# "Contradictory, my dear Watson" Test Set Submission

## This notebook contains the submission for the Kaggle challenge. The submission utilizes the BERT architecture and the `bert_base_en` preset from `keras-nlp`.

### Required packages

In [None]:
!pip install -q keras-nlp --upgrade


### Imports

In [2]:
import matplotlib.pyplot as plt
import pandas as pd
import numpy
import keras_nlp
import keras
import tensorflow as tf
import os
import gc

keras.mixed_precision.set_global_policy("mixed_float16")


### Dataset fetch

In [5]:
DATA_DIR = '/kaggle/input/contradictory-my-dear-watson/'
for dirname, _, filenames in os.walk(DATA_DIR):
    for filename in filenames:
        print(os.path.join(dirname, filename))

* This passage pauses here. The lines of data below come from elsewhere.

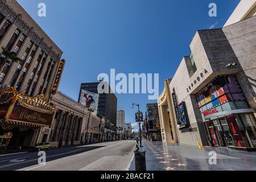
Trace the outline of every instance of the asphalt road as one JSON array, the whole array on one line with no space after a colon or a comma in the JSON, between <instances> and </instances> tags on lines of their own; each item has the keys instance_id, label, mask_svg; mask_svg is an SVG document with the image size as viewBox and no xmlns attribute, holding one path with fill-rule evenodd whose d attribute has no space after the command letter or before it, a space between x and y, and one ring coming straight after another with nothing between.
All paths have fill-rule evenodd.
<instances>
[{"instance_id":1,"label":"asphalt road","mask_svg":"<svg viewBox=\"0 0 256 182\"><path fill-rule=\"evenodd\" d=\"M122 140L46 151L46 164L38 152L0 155L0 171L123 171L133 158L135 140Z\"/></svg>"}]
</instances>

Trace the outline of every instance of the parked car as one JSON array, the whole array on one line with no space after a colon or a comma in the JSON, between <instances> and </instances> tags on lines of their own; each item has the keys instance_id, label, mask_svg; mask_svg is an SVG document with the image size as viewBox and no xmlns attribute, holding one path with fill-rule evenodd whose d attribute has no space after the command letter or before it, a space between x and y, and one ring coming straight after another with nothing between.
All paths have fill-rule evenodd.
<instances>
[{"instance_id":1,"label":"parked car","mask_svg":"<svg viewBox=\"0 0 256 182\"><path fill-rule=\"evenodd\" d=\"M41 150L50 150L51 146L50 144L48 142L44 142L44 143L39 143L35 145L35 146L33 146L30 147L30 151L40 151Z\"/></svg>"}]
</instances>

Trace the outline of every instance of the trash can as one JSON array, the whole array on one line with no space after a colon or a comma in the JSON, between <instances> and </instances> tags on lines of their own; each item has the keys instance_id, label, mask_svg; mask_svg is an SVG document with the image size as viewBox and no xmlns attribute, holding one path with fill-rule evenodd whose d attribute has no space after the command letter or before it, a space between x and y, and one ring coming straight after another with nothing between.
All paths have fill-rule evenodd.
<instances>
[{"instance_id":1,"label":"trash can","mask_svg":"<svg viewBox=\"0 0 256 182\"><path fill-rule=\"evenodd\" d=\"M146 166L146 151L135 151L135 171L147 171Z\"/></svg>"}]
</instances>

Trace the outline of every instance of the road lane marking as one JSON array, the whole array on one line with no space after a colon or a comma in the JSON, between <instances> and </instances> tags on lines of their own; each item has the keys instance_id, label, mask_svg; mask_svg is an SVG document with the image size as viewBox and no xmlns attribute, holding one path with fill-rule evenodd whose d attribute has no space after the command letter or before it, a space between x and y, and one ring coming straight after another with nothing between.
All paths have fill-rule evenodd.
<instances>
[{"instance_id":1,"label":"road lane marking","mask_svg":"<svg viewBox=\"0 0 256 182\"><path fill-rule=\"evenodd\" d=\"M131 162L133 162L134 158L134 153L133 154L133 156L131 157L131 160L130 160L129 163L128 163L128 166L125 171L129 171L129 169L131 167Z\"/></svg>"},{"instance_id":2,"label":"road lane marking","mask_svg":"<svg viewBox=\"0 0 256 182\"><path fill-rule=\"evenodd\" d=\"M77 155L76 156L80 156L80 155L85 155L85 154L87 154L87 152L85 152L85 153L82 153L82 154Z\"/></svg>"},{"instance_id":3,"label":"road lane marking","mask_svg":"<svg viewBox=\"0 0 256 182\"><path fill-rule=\"evenodd\" d=\"M40 165L39 166L32 167L32 168L30 168L28 169L26 169L25 171L30 171L30 170L32 170L32 169L35 169L35 168L38 168L40 167L43 167L43 166L46 166L46 164Z\"/></svg>"},{"instance_id":4,"label":"road lane marking","mask_svg":"<svg viewBox=\"0 0 256 182\"><path fill-rule=\"evenodd\" d=\"M27 153L28 152L19 152L19 153L12 153L12 154L2 154L0 155L0 156L6 156L6 155L15 155L15 154L24 154L24 153Z\"/></svg>"},{"instance_id":5,"label":"road lane marking","mask_svg":"<svg viewBox=\"0 0 256 182\"><path fill-rule=\"evenodd\" d=\"M69 154L69 153L72 153L72 152L75 152L76 151L79 151L79 150L81 150L83 148L79 148L79 149L77 149L77 150L74 150L74 151L69 151L69 152L68 152L61 153L61 154L56 154L56 155L51 155L51 156L47 156L46 158L46 159L47 159L48 158L52 158L52 157L59 156L59 155L64 155L64 154ZM4 167L10 167L10 166L14 166L14 165L16 165L16 164L23 164L23 163L28 163L28 162L30 162L35 161L35 160L38 160L38 159L31 159L30 160L22 162L20 162L19 163L11 164L8 164L8 165L6 165L6 166L0 166L0 168L4 168Z\"/></svg>"}]
</instances>

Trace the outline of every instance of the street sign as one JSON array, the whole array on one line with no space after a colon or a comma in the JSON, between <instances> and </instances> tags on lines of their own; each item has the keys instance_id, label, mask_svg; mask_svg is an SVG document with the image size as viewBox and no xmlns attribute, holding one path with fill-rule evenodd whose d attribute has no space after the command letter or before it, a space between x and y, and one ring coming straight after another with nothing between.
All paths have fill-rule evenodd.
<instances>
[{"instance_id":1,"label":"street sign","mask_svg":"<svg viewBox=\"0 0 256 182\"><path fill-rule=\"evenodd\" d=\"M136 122L143 121L143 114L142 111L138 111L135 113Z\"/></svg>"}]
</instances>

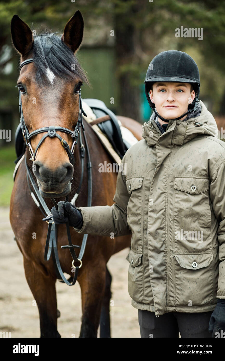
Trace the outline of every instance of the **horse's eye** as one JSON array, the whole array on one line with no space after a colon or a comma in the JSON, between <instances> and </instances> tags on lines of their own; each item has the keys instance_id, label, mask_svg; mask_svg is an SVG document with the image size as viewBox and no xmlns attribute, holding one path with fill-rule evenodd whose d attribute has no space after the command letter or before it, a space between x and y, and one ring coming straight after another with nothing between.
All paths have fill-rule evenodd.
<instances>
[{"instance_id":1,"label":"horse's eye","mask_svg":"<svg viewBox=\"0 0 225 361\"><path fill-rule=\"evenodd\" d=\"M81 88L82 84L79 84L78 85L75 90L75 93L79 93L79 91L81 90Z\"/></svg>"},{"instance_id":2,"label":"horse's eye","mask_svg":"<svg viewBox=\"0 0 225 361\"><path fill-rule=\"evenodd\" d=\"M25 94L26 93L26 91L24 88L22 86L22 85L20 85L19 87L19 88L21 94Z\"/></svg>"}]
</instances>

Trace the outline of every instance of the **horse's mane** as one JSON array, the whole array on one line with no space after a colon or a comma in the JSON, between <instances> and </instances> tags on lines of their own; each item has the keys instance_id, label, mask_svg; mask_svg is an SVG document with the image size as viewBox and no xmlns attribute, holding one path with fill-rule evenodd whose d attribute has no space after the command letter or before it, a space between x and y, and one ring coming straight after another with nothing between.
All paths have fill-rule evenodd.
<instances>
[{"instance_id":1,"label":"horse's mane","mask_svg":"<svg viewBox=\"0 0 225 361\"><path fill-rule=\"evenodd\" d=\"M79 78L89 85L86 72L76 56L61 37L55 34L42 34L34 38L33 57L37 68L37 83L42 85L46 83L46 69L48 68L56 76L68 80Z\"/></svg>"}]
</instances>

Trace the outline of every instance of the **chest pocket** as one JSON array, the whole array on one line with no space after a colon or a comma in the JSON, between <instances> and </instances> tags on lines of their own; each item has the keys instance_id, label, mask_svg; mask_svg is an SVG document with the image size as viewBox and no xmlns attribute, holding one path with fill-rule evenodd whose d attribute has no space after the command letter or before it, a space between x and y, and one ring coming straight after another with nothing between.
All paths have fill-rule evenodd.
<instances>
[{"instance_id":1,"label":"chest pocket","mask_svg":"<svg viewBox=\"0 0 225 361\"><path fill-rule=\"evenodd\" d=\"M132 177L126 181L127 192L130 195L127 203L127 221L132 233L131 249L139 253L143 249L142 237L142 193L144 176Z\"/></svg>"},{"instance_id":2,"label":"chest pocket","mask_svg":"<svg viewBox=\"0 0 225 361\"><path fill-rule=\"evenodd\" d=\"M176 176L174 186L174 251L205 253L212 249L208 178Z\"/></svg>"}]
</instances>

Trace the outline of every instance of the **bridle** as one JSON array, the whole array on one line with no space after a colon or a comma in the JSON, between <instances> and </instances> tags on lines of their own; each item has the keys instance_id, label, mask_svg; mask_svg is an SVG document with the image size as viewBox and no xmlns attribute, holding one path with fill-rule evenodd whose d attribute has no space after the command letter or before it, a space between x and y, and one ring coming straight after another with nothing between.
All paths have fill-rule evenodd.
<instances>
[{"instance_id":1,"label":"bridle","mask_svg":"<svg viewBox=\"0 0 225 361\"><path fill-rule=\"evenodd\" d=\"M29 63L33 62L34 59L33 58L28 59L25 60L24 61L23 61L20 64L20 70L21 70L21 68L24 65L27 64L28 64ZM53 126L50 126L49 127L44 127L42 128L40 128L38 129L34 130L30 133L29 133L29 131L25 123L22 108L21 92L20 88L19 88L18 90L19 106L20 108L20 125L24 140L29 149L31 156L31 158L30 159L30 160L32 160L33 161L34 161L38 150L46 138L47 136L49 136L51 138L53 138L53 137L56 136L61 141L62 147L63 147L65 148L67 153L70 162L73 165L73 167L74 163L74 157L73 155L73 153L75 146L77 143L78 136L79 137L81 144L80 151L81 152L82 172L81 179L78 188L72 200L74 201L74 202L78 196L81 189L84 173L84 158L85 152L85 148L84 144L82 143L81 135L80 131L81 125L81 126L83 131L83 134L87 153L87 205L88 206L90 206L91 205L91 198L92 193L91 163L91 162L90 154L89 151L87 142L87 138L84 132L85 128L83 123L82 115L83 114L85 116L87 116L87 115L85 112L83 110L80 90L78 91L75 92L79 94L79 113L78 114L78 121L76 125L74 131L73 132L70 129L69 129L66 128L64 128L62 127L54 127ZM75 140L73 143L71 148L71 150L70 150L69 146L67 142L65 140L64 138L62 138L62 137L56 132L57 131L63 132L64 133L67 133L68 134L71 134L71 136L73 138L74 137L75 138ZM35 135L36 135L38 134L45 132L47 132L47 134L44 134L44 135L43 135L41 138L34 152L30 142L31 138ZM45 249L44 251L44 260L49 260L51 255L52 254L52 250L53 249L54 252L53 260L55 266L56 266L56 272L57 278L60 278L62 280L60 282L64 282L69 286L73 286L73 284L75 284L76 281L77 280L79 269L81 268L82 265L82 261L81 260L83 256L85 249L88 235L87 234L85 234L84 235L81 247L80 246L72 244L70 234L70 226L69 223L69 221L66 223L66 231L67 232L69 244L66 245L61 246L61 248L62 249L66 248L69 248L73 259L72 262L72 265L73 268L74 269L74 275L73 278L72 278L72 283L71 283L69 281L70 280L71 278L70 278L69 280L67 280L65 278L63 274L63 272L61 268L59 261L57 248L57 225L56 225L53 222L52 218L52 215L51 214L51 212L47 206L47 204L40 195L39 190L37 187L32 173L29 167L28 167L26 160L26 156L25 157L25 158L26 167L27 170L27 183L30 192L31 192L31 195L36 205L40 209L43 214L45 216L45 218L43 218L42 220L46 221L48 224L48 229L47 237L46 239ZM73 178L72 178L72 179L73 179ZM29 180L31 183L33 189L36 194L36 197L35 196L34 192L32 192L30 187L29 183ZM68 201L68 196L66 196L65 199L66 201ZM56 208L57 209L57 203L56 203L55 200L54 198L51 198L51 200L56 207ZM43 210L42 209L41 206ZM74 248L81 248L78 257L77 257L74 251ZM74 265L74 262L79 262L80 265L79 266L75 266Z\"/></svg>"}]
</instances>

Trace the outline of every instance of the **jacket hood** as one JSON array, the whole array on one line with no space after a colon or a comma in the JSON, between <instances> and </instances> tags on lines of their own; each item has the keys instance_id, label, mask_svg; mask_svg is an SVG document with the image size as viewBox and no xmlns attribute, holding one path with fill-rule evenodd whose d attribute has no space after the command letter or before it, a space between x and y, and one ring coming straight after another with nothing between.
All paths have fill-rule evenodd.
<instances>
[{"instance_id":1,"label":"jacket hood","mask_svg":"<svg viewBox=\"0 0 225 361\"><path fill-rule=\"evenodd\" d=\"M166 130L160 135L159 130L155 120L150 119L142 126L142 137L148 145L155 146L159 138L164 137L174 130L172 144L182 145L200 134L211 135L217 138L218 129L215 119L201 100L199 100L201 107L201 113L199 117L191 118L185 121L180 120L170 120Z\"/></svg>"}]
</instances>

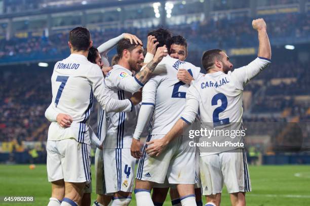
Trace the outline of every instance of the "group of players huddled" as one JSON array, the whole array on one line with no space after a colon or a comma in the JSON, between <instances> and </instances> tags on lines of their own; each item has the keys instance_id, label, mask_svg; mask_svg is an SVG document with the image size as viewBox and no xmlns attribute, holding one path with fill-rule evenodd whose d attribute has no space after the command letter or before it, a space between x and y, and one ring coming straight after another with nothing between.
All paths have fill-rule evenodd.
<instances>
[{"instance_id":1,"label":"group of players huddled","mask_svg":"<svg viewBox=\"0 0 310 206\"><path fill-rule=\"evenodd\" d=\"M71 55L55 65L53 98L45 113L52 122L48 206L90 205L91 143L97 147L93 206L129 205L135 178L138 206L162 205L169 188L173 205L202 205L203 195L206 205L219 206L224 183L231 205L245 205L251 188L244 148L188 150L183 131L194 122L242 128L244 87L271 62L265 22L254 20L252 26L258 32L258 57L231 71L224 52L209 50L202 58L206 74L184 62L185 38L164 29L148 33L146 52L132 34L96 48L87 29L70 31ZM110 67L106 54L115 45ZM97 134L89 124L94 96L100 106Z\"/></svg>"}]
</instances>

### Dataset exploration and visualization

In [None]:
df_train = pd.read_csv(DATA_DIR + "train.csv")
df_train.head()


#### Descriptions and summaries of the data

In [None]:
df_train.id.count()


In [None]:
df_train.hypothesis.describe()


In [None]:
for i in range(10):
    print(df_train.hypothesis[i])


- All hypothesis are unique and follow the structure shown above. The premises that follow may either directly follow from the hypothesis, contradict it or not contain enough information to make a proper conclusion.
bert_en_dataset.premise.describe()

In [None]:
df_train.premise.describe()


In [None]:
for i in range(10):
    print(df_train.premise[i])


- Note: Not all the premises that follow **are necessarily unique**. This is done to have the model be able to **recognize several conclusions that may be drawn from a hypothesis**.

In [None]:
def get_length_of_text(_text):
    return len(_text)


In [None]:
length_of_hypothesis_texts = df_train.hypothesis.apply(get_length_of_text)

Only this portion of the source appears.